[dm-devel] [Gluster-devel] Puppet-Gluster+ThinP

Thu Apr 24 12:03:57 UTC 2014

On Thu, 24 Apr 2014, James wrote:

> Date: Thu, 24 Apr 2014 01:59:21 -0400
> From: James <purpleidea at gmail.com>
> To: Ric Wheeler <rwheeler at redhat.com>
> Cc: Paul Cuzner <pcuzner at redhat.com>,
>     Gluster Devel <gluster-devel at nongnu.org>,
>     device-mapper development <dm-devel at redhat.com>,
>     Lukas Czerner <lczerner at redhat.com>
> Subject: Re: [Gluster-devel] Puppet-Gluster+ThinP
> 
> On Sun, Apr 20, 2014 at 8:44 PM, Ric Wheeler <rwheeler at redhat.com> wrote:
> > On 04/20/2014 05:11 PM, James wrote:
> >>
> >> On Sun, Apr 20, 2014 at 7:59 PM, Ric Wheeler <rwheeler at redhat.com> wrote:
> >>>
> >>> The amount of space you set aside is very much workload dependent (rate
> >>> of
> >>> change, rate of deletion, rate of notifying the storage about the freed
> >>> space).
> >>
> >>  From the Puppet-Gluster perspective, this will be configurable.
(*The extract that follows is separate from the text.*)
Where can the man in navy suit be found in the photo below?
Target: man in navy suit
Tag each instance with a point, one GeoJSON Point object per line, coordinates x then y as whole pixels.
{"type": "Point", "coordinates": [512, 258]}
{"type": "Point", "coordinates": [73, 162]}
I
> >> would like to set a vaguely sensible default though, which I don't
> >> have at the moment.
> >
> >
> > This will require a bit of thinking as you have noticed, but let's start
> > with some definitions.
> >
> > The basic use case is one file system backed by an exclusive dm-thinp target
> > (no other file system writing to that dm-thinp pool or contending for
> > allocation).
> >
> > The goal is to get an alert in time to intervene before things get ugly, so
> > we are hoping to get a sense of rate of change in the file system and how
> > long any snapshot will be retained for.
> >
> > For example, if we have a 10TB file system (presented as such to the user)
> > and we write say 500GB of new data/day, daily snapshots will need that space
> > for as long as we retain them.  If you write much less (5GB/day), it will
> > clearly take a lot less.
> >
> > The above makes this all an effort to predict the future, but that is where
> > the watermark alert kicks in to help us recover from a bad prediction.
> >
> > Maybe we use a default of setting aside 20% of raw capacity for snapshots
> > and set that watermark at 90% full?  For a lot of use people, I suspect a
> > fairly low rate of change and that means pretty skinny snapshots.
> >
> > We will clearly need to have a lot of effort here in helping explain this to
> > users so they can make the trade off for their particular use case.
> >
> >
> >>
> >>> Keep in mind with snapshots (and thinly provisioned storage, whether
> >>> using a
> >>> software target or thinly provisioned array) we need to issue the
> >>> "discard"
> >>> commands down the IO stack in order to let the storage target reclaim
> >>> space.
> >>>
> >>> That typically means running the fstrim command on the local file system
> >>> (XFS, ext4, btrfs, etc) every so often. Less typically, you can mount
> >>> your
> >>> local file system with "-o discard" to do it inband (but that comes at a
> >>> performance penalty usually).
> >>
> >> Do you think it would make sense to have Puppet-Gluster add a cron job
> >> to do this operation?
> >> Exactly what command should run, and how often? (Again for having
> >> sensible defaults.)
> >
> >
> > I think that we should probably run fstrim once a day or so (hopefully late
> > at night or off peak)?  Adding in Lukas who lead a lot of the discard work.
> 
> I decided I'd kick off this party by writing a patch, and opening a
> bug against my own product (is it cool to do that?)
> Bug is: https://bugzilla.redhat.com/show_bug.cgi?id=1090757
> Patch is: https://github.com/purpleidea/puppet-gluster/commit/1444914fe5988cc285cd572e3ed1042365d58efd
> Please comment on the bug if you have any advice or recommendations
> about fstrim.

This is a good workaround (assuming that ${valid_path} is a
mountpoint of the file system on top of the thinp), but eventually I think
it would be great if this could be done automatically on the lower level.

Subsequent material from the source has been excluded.